So, Friday/Saturday was the Guide sleepover (though they seem to view it as a stay-awake competition)
Friday night was slightly more disorganised than we wished, meaning that as we had to be in Weston to see the Weston Gang Show by 7:30, we left the washing up till we got back.
The gang show was great though - lots of scene changes and singing and dances and all quite a good standard, though they could have done with more mikes to the singers in some of the songs cos they were a bit hard to hear, but since they were all quite well known songs it wasn't that much of a problem.
I hadn't been to a gang show before, but this one was kind of a cross between a musical and a pantomime (you get to boo at the baddies, but there's no dame to throw sweets at you, still quite a lot of cross-dressing going on which may have been due to the lack of adult male cast members)
The Plot, in case you're interested
A group of Scouts and Guides, and two random American children, on a trip to the waxwork museum, get bored and wander off and accidentally get locked inside for the night. The American parents also get locked in while looking for them.
And then...
the waxworks come ALIVE! (a useful way to have all kinds of implausible combinations of characters including Henry VIII and wives, Baden-Powell with Guides and Scouts through the years, Red Indians, Egyptians (I think), Pirates, and Merlin and the Boy Arthur (Merlin being the one with the magic to make them all come alive!)
In the mean time...
Bank Robbers(in traditional stripy jumpers) enter the museum in order to break through the cellars to the bank next door. The children and waxworks hear their plotting, and attempt to foil them, only resulting in the capture of one of the Guides by the robbers
INTERVAL
The bank robbers break through the wall into the bank, and knock out most of the security guards (one gets away), and open the safe to be engulfed by dancing money bags, one of which they capture. The policemen who are summoned by the escaping guard don't believe a word of it, so Merlin uses his magic to defeat the robbers, who get tied up by ghosts, the moneybag & Guide released, and the waxwork of the Queen sentences the robbers to be a permanent waxwork exhibit in the museum, before giving the children medals.

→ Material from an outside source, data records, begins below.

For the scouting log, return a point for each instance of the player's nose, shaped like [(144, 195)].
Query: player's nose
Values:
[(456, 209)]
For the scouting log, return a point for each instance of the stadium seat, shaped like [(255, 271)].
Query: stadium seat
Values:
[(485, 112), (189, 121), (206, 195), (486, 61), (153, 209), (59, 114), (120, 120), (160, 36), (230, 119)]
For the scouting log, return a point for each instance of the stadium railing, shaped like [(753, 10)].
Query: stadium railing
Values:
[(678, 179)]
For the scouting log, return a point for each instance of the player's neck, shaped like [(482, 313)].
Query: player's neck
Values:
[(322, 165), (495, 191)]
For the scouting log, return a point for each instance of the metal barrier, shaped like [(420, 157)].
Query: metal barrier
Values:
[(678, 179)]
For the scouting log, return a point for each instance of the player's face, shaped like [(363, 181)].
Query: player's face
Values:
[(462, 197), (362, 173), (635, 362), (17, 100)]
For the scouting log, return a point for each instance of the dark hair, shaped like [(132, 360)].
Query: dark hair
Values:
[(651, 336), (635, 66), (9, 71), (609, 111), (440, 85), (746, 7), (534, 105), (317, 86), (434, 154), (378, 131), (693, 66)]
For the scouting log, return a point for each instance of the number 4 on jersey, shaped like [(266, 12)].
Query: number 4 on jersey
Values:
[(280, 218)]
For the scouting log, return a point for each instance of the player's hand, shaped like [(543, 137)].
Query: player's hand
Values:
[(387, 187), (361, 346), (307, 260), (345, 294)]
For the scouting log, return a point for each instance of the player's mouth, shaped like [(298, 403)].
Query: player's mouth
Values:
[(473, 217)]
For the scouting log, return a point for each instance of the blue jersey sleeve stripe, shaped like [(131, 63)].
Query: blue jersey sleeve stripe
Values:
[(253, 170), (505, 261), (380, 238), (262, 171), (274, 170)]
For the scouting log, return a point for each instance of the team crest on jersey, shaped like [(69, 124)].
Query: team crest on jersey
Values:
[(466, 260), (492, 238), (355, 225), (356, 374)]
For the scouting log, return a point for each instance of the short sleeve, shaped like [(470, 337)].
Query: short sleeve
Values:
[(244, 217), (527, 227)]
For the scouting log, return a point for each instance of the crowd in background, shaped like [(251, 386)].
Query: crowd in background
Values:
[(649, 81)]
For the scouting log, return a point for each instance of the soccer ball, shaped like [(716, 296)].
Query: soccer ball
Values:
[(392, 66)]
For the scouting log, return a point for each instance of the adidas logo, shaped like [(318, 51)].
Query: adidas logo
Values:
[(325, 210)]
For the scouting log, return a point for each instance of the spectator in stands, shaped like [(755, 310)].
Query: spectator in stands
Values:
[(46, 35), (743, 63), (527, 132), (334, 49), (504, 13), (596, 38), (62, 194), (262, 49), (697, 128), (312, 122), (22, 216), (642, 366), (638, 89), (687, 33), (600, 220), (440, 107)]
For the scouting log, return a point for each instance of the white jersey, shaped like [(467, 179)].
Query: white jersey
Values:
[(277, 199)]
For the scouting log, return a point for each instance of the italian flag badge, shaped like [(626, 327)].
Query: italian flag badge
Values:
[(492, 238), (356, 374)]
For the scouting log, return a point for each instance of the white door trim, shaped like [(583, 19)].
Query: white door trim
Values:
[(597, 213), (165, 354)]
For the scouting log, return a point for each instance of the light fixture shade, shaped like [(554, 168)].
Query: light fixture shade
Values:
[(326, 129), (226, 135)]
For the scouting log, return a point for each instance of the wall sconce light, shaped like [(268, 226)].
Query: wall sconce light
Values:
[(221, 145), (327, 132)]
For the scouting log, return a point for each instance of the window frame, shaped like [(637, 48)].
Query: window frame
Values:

(Pausing every five minutes for a song, of course.)
So after the show and washing up and hot chocolate and making the newest Guide's promise, we attempt to make them all be quiet to me & J can sleep, which is successful around midnight ish, but the lovely morning sunlight means they are all awake at about 6am anyway.
Which is good because then we have time to have breakfast and make lunch and wash up and pack up and get everything out of the hall and into the shed before 9am, so that we can get to
Swindon to go ice skating for a reasonable time. ice skating quite fun, apart from the falling over, then to the other side of Swindon for lunch and the swimming pool which is a fun pool with wave machines and slides and things like that (though of course I can't see but that wasn't too much of a problem really).
Then out and back to nailsea to get them all back to parents (we even got nearly all of the stuff back with the right girl, bar one sleeping bag), and one of the parents was nice enough to give me a lift home, so I could have a cup of tea and some banoffee pie before L* and her parents picked me up so we could go to Weston (again!) for some dinner before Beth's concert.
I was recognised in Bottellino's by the head waiter-guy from going to the Nailsea branch. Not sure if I'm memorable or just go there too often (not VERY often but sometimes we'll go for lunch from work if it's somebody's birthday is when I usually go).
Concert (which was the school's annual concert, with Beth's mass being the whole of the second half)was really good - a very high standard but i think Churchill school specialises in music. There were nearly as many different ensembles as we had in our whole county when I went to school (Symphony orchestra, a big and a little gospel choir, jazz ensemble, brass ensemble and concert band). We were sitting by the percussion which was quite fascinating - you have to be quite good at silently moving from the glockenspiel to the snare drum to the gong back to the cymbals, if that's a typical example. I never really noticed the percussion before, they're usually hidden at the back I think, but the amount of different instruments you get to play is quite large.
The mass was lovely - I'm not a very good music critic but what I really liked was you could hear what the choir were singing (having the words in the program was useful on account of most of them being Latin words). But the (instrumental) music was great too.
Apparently they recorded it so I'm going to see if I can get hold of a copy if they sell it.
And now I'm quite glad I don't really have plans for today although I did wake up fairly early for someone who was falling asleep most of yesterday evening.